Obviously, I laid this interview out with the assumption that your acting career began prior to your writing career, but is that really true?
o I didn't really move from one to the other. I still do both. They’re two different professions with little in common other than they fulfill the need to get inside strangers, figure out what makes them tick, and present those strangers to others for entertainment purposes.
4. Tell us about your amazing writing career…
You are an award-winning, Amazon best-selling author. You have published titles individually, as well as, co-authored the book APPARITION LAKE with your brother, Dan Lamoreux.
· What awards have you been nominated for and which have you won?
o I put awards and contest wins in the same category. In fact, winning a contest as a writer is better than winning an award because in a contest, you get something in the end. And that's what professional writing is all about (according to Stephen King). You write, they give you a check, you pay the light bill = success.

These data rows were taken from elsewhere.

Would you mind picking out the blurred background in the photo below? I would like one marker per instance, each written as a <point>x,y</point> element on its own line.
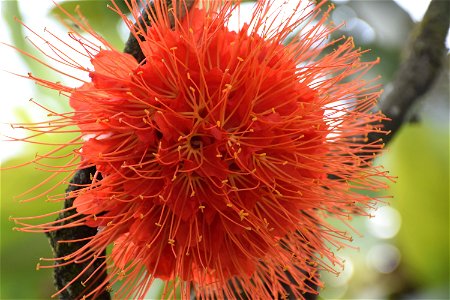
<point>402,252</point>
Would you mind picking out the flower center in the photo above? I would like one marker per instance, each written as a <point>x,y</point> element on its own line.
<point>196,142</point>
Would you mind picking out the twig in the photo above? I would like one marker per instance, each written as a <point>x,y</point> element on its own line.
<point>422,64</point>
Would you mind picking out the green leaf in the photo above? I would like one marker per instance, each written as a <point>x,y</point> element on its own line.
<point>102,19</point>
<point>419,156</point>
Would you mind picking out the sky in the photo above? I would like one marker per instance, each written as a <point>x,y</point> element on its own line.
<point>17,92</point>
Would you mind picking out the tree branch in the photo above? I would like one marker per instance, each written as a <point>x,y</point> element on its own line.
<point>421,66</point>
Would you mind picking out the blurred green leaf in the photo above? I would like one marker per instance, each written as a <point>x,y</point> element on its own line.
<point>102,19</point>
<point>419,156</point>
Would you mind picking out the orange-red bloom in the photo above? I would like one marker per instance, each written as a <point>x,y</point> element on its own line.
<point>217,153</point>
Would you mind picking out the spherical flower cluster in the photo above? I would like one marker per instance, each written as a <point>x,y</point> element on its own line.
<point>222,154</point>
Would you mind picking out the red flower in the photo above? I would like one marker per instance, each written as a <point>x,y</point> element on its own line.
<point>216,152</point>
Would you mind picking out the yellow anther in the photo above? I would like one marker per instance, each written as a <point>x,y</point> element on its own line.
<point>243,214</point>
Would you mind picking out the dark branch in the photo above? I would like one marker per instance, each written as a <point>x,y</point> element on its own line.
<point>132,46</point>
<point>63,275</point>
<point>424,59</point>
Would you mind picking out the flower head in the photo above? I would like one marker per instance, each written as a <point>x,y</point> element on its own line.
<point>217,155</point>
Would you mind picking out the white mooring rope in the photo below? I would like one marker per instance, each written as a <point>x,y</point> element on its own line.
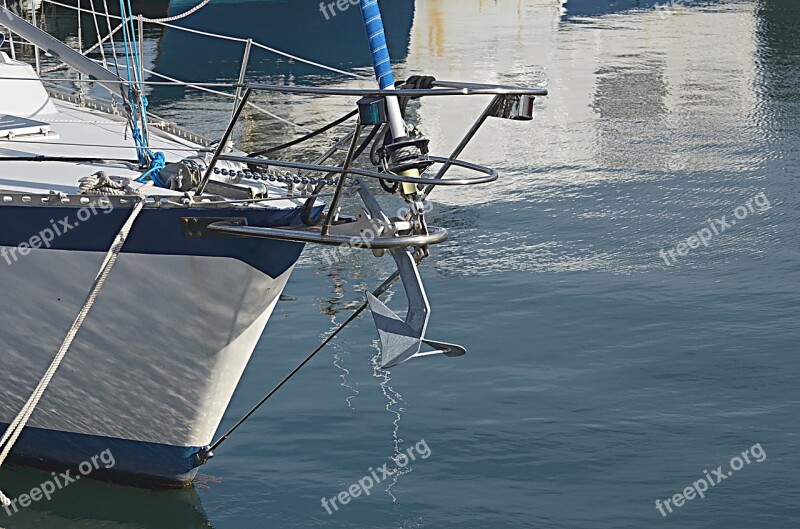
<point>15,429</point>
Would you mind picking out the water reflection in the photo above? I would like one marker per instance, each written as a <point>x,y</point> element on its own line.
<point>90,504</point>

o My first success as a writer was a contest win and publication in an issue of Alfred Hitchcock's Mystery Magazine. Today, it would be called flash fiction, but back in the 80's, it was just a short story. I got a check for twenty-five dollars! My flash fiction story, The Gardener, also netted a nifty win at 99fiction.net. When you're eating a sandwich bought with writing money it just tastes better.
o With awards, you just get an award (and the bitter congratulations of fellow artists that did not win). For the remainder of your career you'll need to dust off both the award and the fellow artists. LOL! Besides, I'm usually the bridesmaid as far as awards go. I have been nominated for a Rondo Hatton Award and a Pushcart Prize. My second solo novel, Dracula'sDemeter, was nominated for Best Vampire Fiction of 2012 by the Lord Ruthven Assembly. I contributed to two Rondo nominated non-fiction books on horror films, Horror 101 and Hidden Horrors. The latter won the Rondo for Book of the Year in 2014 (congrats, editor Aaron 'DR. AC' Christensen).
· Do you prefer to write solo or with a co-author? Why or why not and what are the differences?
o Truthfully, you end up writing solo whether you're collaborating or not. You discuss the project with your co-author, you make plot and character decisions with them, you argue about moments you feel passionate about, and you give and take constantly. But the writing you still do alone.
o The big difference: when I write solo, nobody sees the work until I'm ready to show it. Collaborating means you have to turn your raw work over to someone who will not only be critical, but has the power to change the words. Collaboration requires absolute trust, not just in the writing, but in the character and motivations of your co-author.
o Working with my brother Dan on Apparition Lake was a breeze, an absolute walk in the National Park, because I don't just trust him with my words, I trust him with my life. When we decided to bring that book back to life in a new edition from Creativia, we agreed on a goal, and met it. It helped that he is an extremely talented writer!